Steroids 2006 (Dec); 71 (13-14): 1062-1072 Epub 2006 Oct 11
Figuero E, Soory M, Cerero R, Bascones A
Department of Periodontology,
Faculty of Dentistry,
University Complutense of Madrid, Spain.
BACKGROUND: There is a growing awareness that oxidative stress may play a role in periodontal disease. The aim of this investigation was to evaluate potential oxidant/antioxidant interactions of nicotine with antioxidants (Coenzyme Q10 (CoQ), Pycnogenol and phytoestrogens in a cell culture model.
METHODS: Duplicate incubations of human periosteal fibroblasts and osteoblasts were performed with 14C-testosterone as substrate, in the presence or absence of CoQ (20 microg/ml), Pycnogenol (150 microg/ml), and phytoestrogens (10 and 40 microg/ml), alone and in combination with nicotine (250 microg/ml). At the end of a 24-h incubation period, the medium was solvent extracted and testosterone metabolites were separated by thin-layer chromatography and quantified using a radioisotope scanner.

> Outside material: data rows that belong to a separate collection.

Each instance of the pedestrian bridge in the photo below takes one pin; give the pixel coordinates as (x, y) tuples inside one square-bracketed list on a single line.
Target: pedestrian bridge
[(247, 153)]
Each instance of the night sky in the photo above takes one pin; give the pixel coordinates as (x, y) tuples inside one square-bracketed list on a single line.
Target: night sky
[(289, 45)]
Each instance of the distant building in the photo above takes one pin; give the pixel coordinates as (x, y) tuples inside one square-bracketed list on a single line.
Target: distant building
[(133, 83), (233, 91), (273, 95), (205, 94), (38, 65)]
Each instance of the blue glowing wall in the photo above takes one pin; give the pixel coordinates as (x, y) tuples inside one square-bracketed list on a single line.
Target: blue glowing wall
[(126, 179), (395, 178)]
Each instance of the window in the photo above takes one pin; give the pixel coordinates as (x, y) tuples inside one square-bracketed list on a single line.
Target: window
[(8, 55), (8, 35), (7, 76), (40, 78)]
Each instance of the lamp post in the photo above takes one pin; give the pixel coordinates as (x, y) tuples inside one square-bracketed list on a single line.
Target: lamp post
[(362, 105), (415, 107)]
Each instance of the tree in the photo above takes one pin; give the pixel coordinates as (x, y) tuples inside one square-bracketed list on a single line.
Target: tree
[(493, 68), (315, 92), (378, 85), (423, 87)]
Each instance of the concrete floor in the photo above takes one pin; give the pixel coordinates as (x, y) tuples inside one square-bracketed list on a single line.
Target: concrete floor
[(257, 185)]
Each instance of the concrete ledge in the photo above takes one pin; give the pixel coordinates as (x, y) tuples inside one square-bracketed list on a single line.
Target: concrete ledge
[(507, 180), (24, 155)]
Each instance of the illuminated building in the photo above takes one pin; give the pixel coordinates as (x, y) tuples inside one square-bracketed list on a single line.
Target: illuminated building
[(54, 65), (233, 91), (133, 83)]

RESULTS: The incubations of osteoblasts and periosteal fibroblasts with CoQ, Pycnogenol or phytoestrogens stimulated the synthesis of the physiologically active androgen DHT, while the yields of DHT were significantly reduced in response to nicotine compared to control values (p<0.001 for phytoestrogens). The combination of nicotine with CoQ, Pycnogenol or phytoestrogens increased the yields of DHT compared with incubation with nicotine alone in both cell types.
CONCLUSION: This investigation suggests that the catabolic effects of nicotine could be reversed by the addition of antioxidants such as CoQ or Pycnogenol and phytoestrogens.